Я понимаю -- началось. И это теперь не просто аллергическая реакция на новые портреты, уже сотворенные Гришей. Он обокрал Город, чтобы на вырученные за краденое деньги купить ему саван.
Кот
Скрип я услышал не сразу. Сначала предощутил. Понял, что сейчас заскрипит. Небо и Город медленно-медленно начали свое вращение в противоположные стороны. Город и окаменевшее небо дернулись и заскрипели, двинувшись вокруг оси -- Краеугольного Камня. И я, перед тем, как ужас захватил меня целиком, успел с досадой и жалостью подумать о беспамятном Ицхаке, ослабившем объятие своих лап вокруг скалы, придавившем ее, как пробку всей тяжестью умершего тела, но не способном помешать вращению жерновов.
Еще совсем немного времени, и гранатовые зерна вертикалов и котов смешаются в одной общей вязкой муке. И никто даже не попытался, перед тем, как запустить жернова, отделить зерна от плевел. И уже не попытается, потому что некогда. Все. Жернова будут крутиться все быстрее, притираясь к друг другу, давя нас как кошенилей и окрашиваясь в кармин. Вращение нижнего камня, Города, будет распространяться и распространяться, пока не захватит всю твердь земную. А потом верхняя, небесная твердь сотрет нижнюю. Но этому свидетелей из мяса и костей уже не останется.

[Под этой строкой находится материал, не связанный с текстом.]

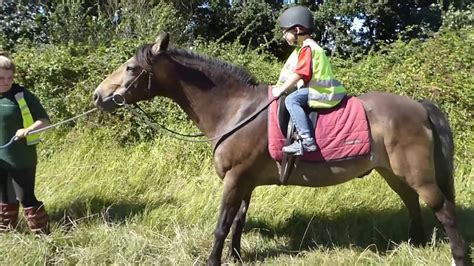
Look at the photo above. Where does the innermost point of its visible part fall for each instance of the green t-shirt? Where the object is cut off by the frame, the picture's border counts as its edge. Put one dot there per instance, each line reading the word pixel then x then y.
pixel 18 155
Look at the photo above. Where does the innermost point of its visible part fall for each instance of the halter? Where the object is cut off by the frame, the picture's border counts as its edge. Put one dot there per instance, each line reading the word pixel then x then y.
pixel 119 100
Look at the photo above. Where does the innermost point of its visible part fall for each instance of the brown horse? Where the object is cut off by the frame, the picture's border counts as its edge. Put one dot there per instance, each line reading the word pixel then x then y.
pixel 412 143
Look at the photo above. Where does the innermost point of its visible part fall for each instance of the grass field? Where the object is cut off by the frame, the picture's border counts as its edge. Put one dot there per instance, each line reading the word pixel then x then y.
pixel 158 204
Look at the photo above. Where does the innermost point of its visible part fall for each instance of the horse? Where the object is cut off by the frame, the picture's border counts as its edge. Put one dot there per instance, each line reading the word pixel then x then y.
pixel 411 141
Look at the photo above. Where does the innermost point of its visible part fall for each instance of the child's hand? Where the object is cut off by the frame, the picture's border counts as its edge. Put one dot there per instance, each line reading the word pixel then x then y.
pixel 22 133
pixel 277 92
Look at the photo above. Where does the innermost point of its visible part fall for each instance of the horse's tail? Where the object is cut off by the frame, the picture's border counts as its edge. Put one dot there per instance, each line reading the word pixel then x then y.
pixel 443 149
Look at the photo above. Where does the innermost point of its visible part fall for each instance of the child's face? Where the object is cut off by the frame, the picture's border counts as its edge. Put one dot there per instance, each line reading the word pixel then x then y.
pixel 6 80
pixel 290 36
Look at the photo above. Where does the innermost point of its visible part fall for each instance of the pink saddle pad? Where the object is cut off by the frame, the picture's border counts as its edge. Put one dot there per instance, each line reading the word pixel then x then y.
pixel 341 132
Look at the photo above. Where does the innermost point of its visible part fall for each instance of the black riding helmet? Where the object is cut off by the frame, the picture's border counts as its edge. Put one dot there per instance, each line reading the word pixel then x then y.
pixel 297 15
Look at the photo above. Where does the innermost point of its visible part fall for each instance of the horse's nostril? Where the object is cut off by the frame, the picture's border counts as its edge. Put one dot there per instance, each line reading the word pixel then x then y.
pixel 95 96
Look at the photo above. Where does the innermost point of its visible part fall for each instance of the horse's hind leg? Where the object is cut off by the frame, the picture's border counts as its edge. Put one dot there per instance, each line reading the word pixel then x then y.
pixel 232 197
pixel 239 223
pixel 411 201
pixel 444 210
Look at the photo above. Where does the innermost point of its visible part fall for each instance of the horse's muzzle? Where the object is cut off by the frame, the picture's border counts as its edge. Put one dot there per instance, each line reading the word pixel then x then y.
pixel 106 104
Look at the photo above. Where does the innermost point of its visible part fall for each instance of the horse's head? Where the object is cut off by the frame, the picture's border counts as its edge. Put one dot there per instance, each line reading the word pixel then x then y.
pixel 132 81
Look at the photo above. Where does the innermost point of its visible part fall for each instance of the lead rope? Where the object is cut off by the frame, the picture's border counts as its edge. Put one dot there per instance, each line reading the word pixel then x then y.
pixel 156 126
pixel 15 138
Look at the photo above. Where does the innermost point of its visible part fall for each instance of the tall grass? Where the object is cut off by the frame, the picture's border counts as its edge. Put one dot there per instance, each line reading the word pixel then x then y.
pixel 158 203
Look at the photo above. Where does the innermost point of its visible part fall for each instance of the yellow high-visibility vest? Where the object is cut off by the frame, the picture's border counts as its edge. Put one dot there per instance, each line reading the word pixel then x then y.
pixel 324 90
pixel 31 139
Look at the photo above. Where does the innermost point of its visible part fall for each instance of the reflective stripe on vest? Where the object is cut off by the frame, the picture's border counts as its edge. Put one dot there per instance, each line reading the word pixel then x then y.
pixel 324 90
pixel 31 139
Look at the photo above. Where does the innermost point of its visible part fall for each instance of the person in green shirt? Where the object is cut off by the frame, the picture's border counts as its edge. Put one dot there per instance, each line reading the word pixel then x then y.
pixel 20 113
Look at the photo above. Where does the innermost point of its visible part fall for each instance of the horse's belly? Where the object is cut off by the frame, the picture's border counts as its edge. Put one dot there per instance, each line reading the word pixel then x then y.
pixel 329 173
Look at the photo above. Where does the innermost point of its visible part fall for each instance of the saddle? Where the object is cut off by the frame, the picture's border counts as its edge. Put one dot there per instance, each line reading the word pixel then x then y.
pixel 341 133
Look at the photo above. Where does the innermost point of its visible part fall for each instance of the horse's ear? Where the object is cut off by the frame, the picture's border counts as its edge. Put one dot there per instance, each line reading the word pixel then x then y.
pixel 161 43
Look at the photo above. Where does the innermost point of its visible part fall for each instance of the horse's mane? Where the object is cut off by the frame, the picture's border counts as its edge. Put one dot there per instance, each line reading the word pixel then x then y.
pixel 145 59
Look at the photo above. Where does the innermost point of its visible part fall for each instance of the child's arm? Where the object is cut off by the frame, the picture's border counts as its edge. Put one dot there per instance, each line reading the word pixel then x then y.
pixel 290 83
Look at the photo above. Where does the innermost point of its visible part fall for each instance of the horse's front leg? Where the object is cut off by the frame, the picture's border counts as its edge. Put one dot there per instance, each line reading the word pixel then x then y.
pixel 239 223
pixel 234 193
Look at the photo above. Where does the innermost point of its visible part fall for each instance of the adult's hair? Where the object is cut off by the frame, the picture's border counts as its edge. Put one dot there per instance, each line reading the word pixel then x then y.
pixel 297 16
pixel 5 62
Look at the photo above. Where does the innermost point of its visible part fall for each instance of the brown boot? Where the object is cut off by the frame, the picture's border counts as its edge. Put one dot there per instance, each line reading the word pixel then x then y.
pixel 37 219
pixel 8 216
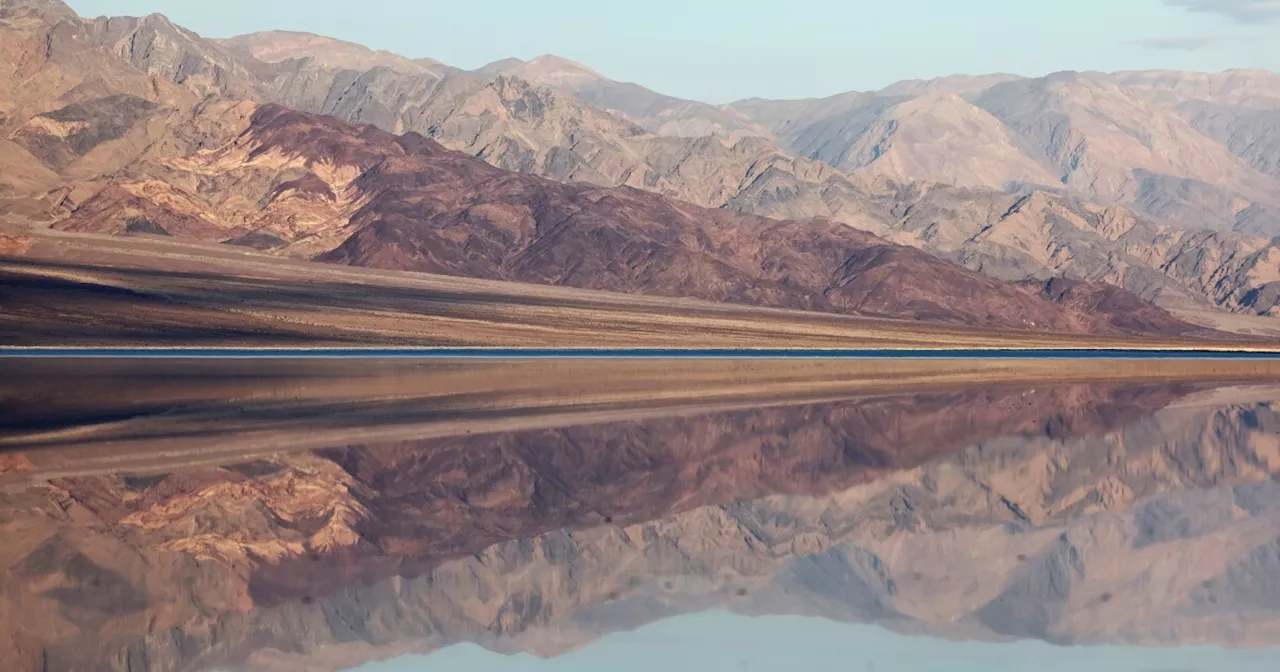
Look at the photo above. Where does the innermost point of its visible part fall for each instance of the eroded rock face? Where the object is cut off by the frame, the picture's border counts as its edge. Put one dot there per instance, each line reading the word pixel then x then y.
pixel 561 120
pixel 936 511
pixel 356 195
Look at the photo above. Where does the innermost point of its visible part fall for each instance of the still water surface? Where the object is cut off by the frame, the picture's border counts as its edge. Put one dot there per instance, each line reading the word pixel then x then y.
pixel 496 515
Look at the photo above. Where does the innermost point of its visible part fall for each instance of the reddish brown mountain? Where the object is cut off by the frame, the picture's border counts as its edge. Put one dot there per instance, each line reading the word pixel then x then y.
pixel 406 204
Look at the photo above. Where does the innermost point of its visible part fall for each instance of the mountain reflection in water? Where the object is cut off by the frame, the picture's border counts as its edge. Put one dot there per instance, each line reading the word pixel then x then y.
pixel 277 516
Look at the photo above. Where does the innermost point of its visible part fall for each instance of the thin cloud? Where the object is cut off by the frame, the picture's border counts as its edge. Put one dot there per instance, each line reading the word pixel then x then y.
pixel 1178 44
pixel 1237 10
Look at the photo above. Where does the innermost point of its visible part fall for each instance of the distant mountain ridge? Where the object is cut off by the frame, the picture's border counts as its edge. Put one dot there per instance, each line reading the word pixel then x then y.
pixel 583 127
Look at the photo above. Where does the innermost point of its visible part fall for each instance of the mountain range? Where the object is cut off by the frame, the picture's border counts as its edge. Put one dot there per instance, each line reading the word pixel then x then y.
pixel 1160 184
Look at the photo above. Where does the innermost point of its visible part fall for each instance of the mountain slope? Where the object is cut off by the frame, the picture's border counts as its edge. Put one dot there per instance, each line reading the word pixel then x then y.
pixel 403 202
pixel 516 126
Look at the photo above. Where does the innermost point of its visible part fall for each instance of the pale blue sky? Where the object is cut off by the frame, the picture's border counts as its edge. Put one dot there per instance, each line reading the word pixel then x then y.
pixel 717 641
pixel 721 50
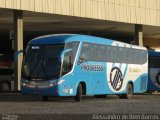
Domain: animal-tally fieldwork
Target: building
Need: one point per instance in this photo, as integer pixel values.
(132, 21)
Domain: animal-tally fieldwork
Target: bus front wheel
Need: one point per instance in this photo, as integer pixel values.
(129, 92)
(78, 96)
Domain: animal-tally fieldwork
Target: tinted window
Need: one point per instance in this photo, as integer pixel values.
(115, 54)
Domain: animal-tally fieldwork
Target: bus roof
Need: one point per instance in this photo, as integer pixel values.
(153, 53)
(64, 38)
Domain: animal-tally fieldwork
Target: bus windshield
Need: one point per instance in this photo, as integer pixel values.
(154, 61)
(41, 62)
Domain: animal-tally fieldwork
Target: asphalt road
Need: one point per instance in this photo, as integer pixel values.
(15, 103)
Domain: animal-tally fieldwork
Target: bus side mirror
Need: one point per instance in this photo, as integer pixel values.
(63, 54)
(81, 60)
(16, 55)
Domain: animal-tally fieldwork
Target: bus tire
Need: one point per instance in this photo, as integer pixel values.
(78, 96)
(129, 92)
(100, 96)
(45, 98)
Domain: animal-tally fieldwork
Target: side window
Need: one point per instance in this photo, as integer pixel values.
(86, 52)
(67, 64)
(74, 47)
(114, 54)
(108, 54)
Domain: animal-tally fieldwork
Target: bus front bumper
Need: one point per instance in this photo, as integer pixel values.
(44, 91)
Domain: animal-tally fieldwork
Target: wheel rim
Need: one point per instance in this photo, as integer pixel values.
(130, 91)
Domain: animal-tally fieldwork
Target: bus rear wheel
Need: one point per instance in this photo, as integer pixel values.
(45, 98)
(129, 92)
(78, 96)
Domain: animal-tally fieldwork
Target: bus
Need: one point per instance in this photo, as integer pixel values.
(154, 71)
(77, 65)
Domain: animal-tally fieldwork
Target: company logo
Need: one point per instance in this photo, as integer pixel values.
(116, 79)
(158, 78)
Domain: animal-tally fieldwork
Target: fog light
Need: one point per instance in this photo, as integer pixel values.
(23, 84)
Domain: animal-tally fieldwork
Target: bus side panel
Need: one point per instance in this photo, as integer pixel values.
(140, 84)
(154, 79)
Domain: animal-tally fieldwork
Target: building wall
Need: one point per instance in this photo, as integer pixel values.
(129, 11)
(152, 43)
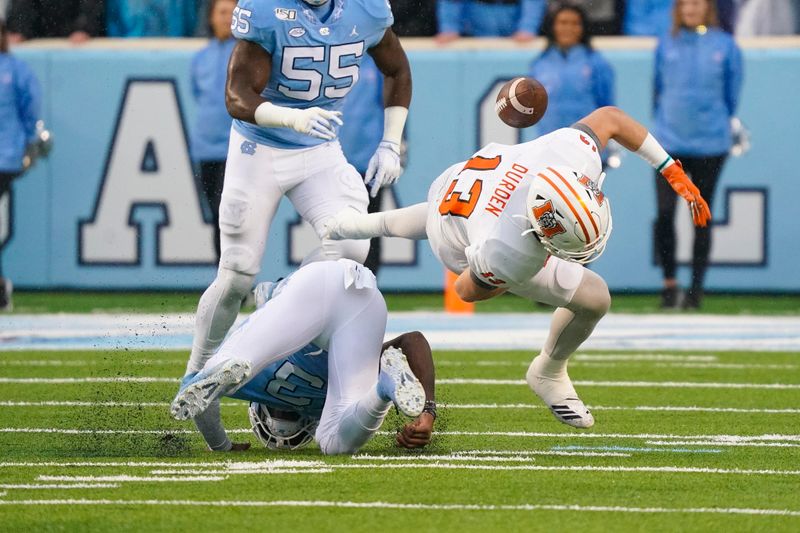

О, Сфинкс! Зачем ты не дождался, зачем ты умер! Я не знал как тебе помочь, но я же был готов это сделать! И решимость моя уже переломила хребет инстинкту самосохранения. Не успел. Соперничество между вертикалами и котами выиграла смерть. Я завыл и выставил когти, чтобы падая в утробу вечности, хотя бы располосовать ее пищевод.
(C)
(C) шли по ночному Городу неспешно, чтобы не расплескать приятной атмосферы, зачерпнутой на щедрой дегустации божоле в винной лавке Ави Бена. Джаз, сыр, багеты и с дюжину незнакомых сортов вина. Качество и количество выпитого вдохновляло. Люди вокруг отчего-то желали общаться. Лица были добрыми и беззаботными. Вино выявляло русский акцент, но улыбки оставались израильскими, без достоевщины. Периодически к (C) подходили чокнуться совершенно незнакомые люди, просто от избытка радости. Знакомых было мало, всего двое -- Гриша, да модный стоматолог Йоэль. (C) познакомились с Дороном, общительным поставщиком вина, поболтали по-русски с председателем какой-то профессиональной организации, которого приволок общительный Дорон, потом улыбались навстречу всем, кого общал общительный Дорон. Иврит смешался с русским и перерос в приятный праздничный гул.
Когда пить уже стало невозможно, а до полуночи, до торжественной откупорки божоле, доставленного последним рейсом из Франции, оставался час, (C) решили проветриться. Их очень растрогало, когда на выходе с них взяли торжественную клятву, что они вернутся, а потом все-таки уговорили выпить еще по стаканчику -- чтобы не было скучно гулять. Лавка выходила прямо на Кошачью площадь, и в этот поздний час расположившиеся здесь бродячие ремесленники разбирали груды китчевой подростковой атрибутики, перекусывали на ходу, перекликались, отирались вокруг девиц, впадали в кальянную нирвану на пестрых индийских подстилках. После этого зрелища вопрос, почему иерусалимцы забыли официальное название площади и называют ее только "Кошачьей" -- отпадал.